New nuclear magnetic resonance spectroscopy research reveals the dynamics of catalysts in 3D space
Scientists from the U.S. Department of Energy's Ames Laboratory have mapped the dynamics of a catalyst's active site in three dimensions. This achievement gives researchers new insights into how these catalysts work, and potential paths to improve their selectivity and efficiency.
Catalysts are used to speed the rate of chemical reactions and have thousands of applications in petroleum refining, biofuels production, food processing, pharmaceuticals and manufacturing. Humans have used catalysts for thousands of years, far longer than the concept has been understood and studied by science, which is over 200 years. And despite all that history, mysteries remain about exactly how catalysts work, with angstrom-level details missing from the complete picture.
A key part of the success of a catalyst is thought to be its ability to change its conformation to mold itself to the incoming reactants, in doing so facilitating their interaction and chemical transformation. This dynamic rearrangement is somewhat similar to the way in which attached coral polyps react as ocean water flows nutrients over them.
"Past research has shown that the dynamics of catalysts have an important impact on catalytic performance," said Ames Laboratory scientist Frederic Perras. "Yet until recently, we didn't have the capabilities to observe them at that level of detail. With recent advances in nuclear magnetic resonance (NMR) techniques, we're able to get a much clearer picture of these atomic-level motions."
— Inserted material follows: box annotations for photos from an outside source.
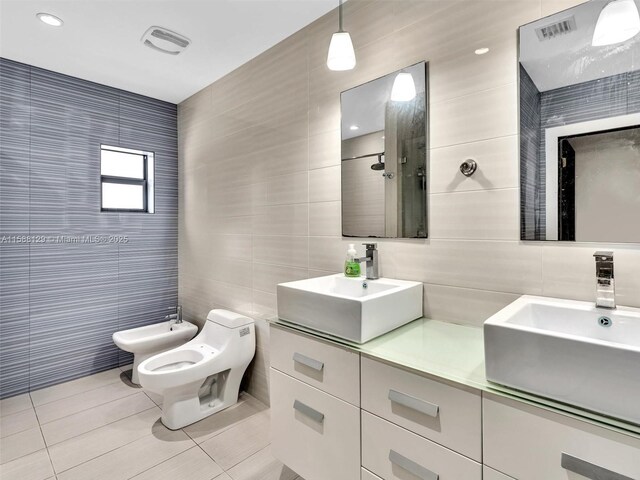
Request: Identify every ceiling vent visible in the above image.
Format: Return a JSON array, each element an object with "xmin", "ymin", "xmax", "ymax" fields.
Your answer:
[
  {"xmin": 536, "ymin": 17, "xmax": 577, "ymax": 41},
  {"xmin": 140, "ymin": 27, "xmax": 191, "ymax": 55}
]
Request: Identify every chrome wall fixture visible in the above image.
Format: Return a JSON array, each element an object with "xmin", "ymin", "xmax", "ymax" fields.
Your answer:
[{"xmin": 460, "ymin": 158, "xmax": 478, "ymax": 177}]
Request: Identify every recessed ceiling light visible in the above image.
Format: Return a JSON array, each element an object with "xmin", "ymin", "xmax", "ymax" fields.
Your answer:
[{"xmin": 36, "ymin": 13, "xmax": 64, "ymax": 27}]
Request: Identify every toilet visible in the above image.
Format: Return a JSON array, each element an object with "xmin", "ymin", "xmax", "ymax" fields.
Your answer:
[
  {"xmin": 112, "ymin": 320, "xmax": 198, "ymax": 385},
  {"xmin": 138, "ymin": 310, "xmax": 256, "ymax": 430}
]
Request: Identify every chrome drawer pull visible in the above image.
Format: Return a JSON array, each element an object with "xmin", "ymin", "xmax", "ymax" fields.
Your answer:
[
  {"xmin": 560, "ymin": 452, "xmax": 633, "ymax": 480},
  {"xmin": 293, "ymin": 352, "xmax": 324, "ymax": 372},
  {"xmin": 389, "ymin": 390, "xmax": 440, "ymax": 417},
  {"xmin": 389, "ymin": 450, "xmax": 439, "ymax": 480},
  {"xmin": 293, "ymin": 400, "xmax": 324, "ymax": 423}
]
In this research, the scientists compared the structural dynamics of a scandium-based catalyst in its crystalline form to that of the silica surface-mounted form using advanced techniques in solid state nuclear magnetic resonance (SSNMR) and dynamic nuclear polarization (DNP). These comparisons, combined by computational modeling, provided a clearer, more detailed understanding of how supported complexes move in three-dimensional space. A key finding of the study was that molecular dynamics simulations predicted more large-amplitude motions than were observed experimentally, suggested that the surface topology may itself be restricting these motions. Additional studies will be performed to determine whether it is possible to tune the dynamics of a catalytic site by altering the topology of the support.
The research is further discussed in the paper "Observing the three-dimensional dynamics of supported metal complexes," published in Inorganic Chemistry Frontiers.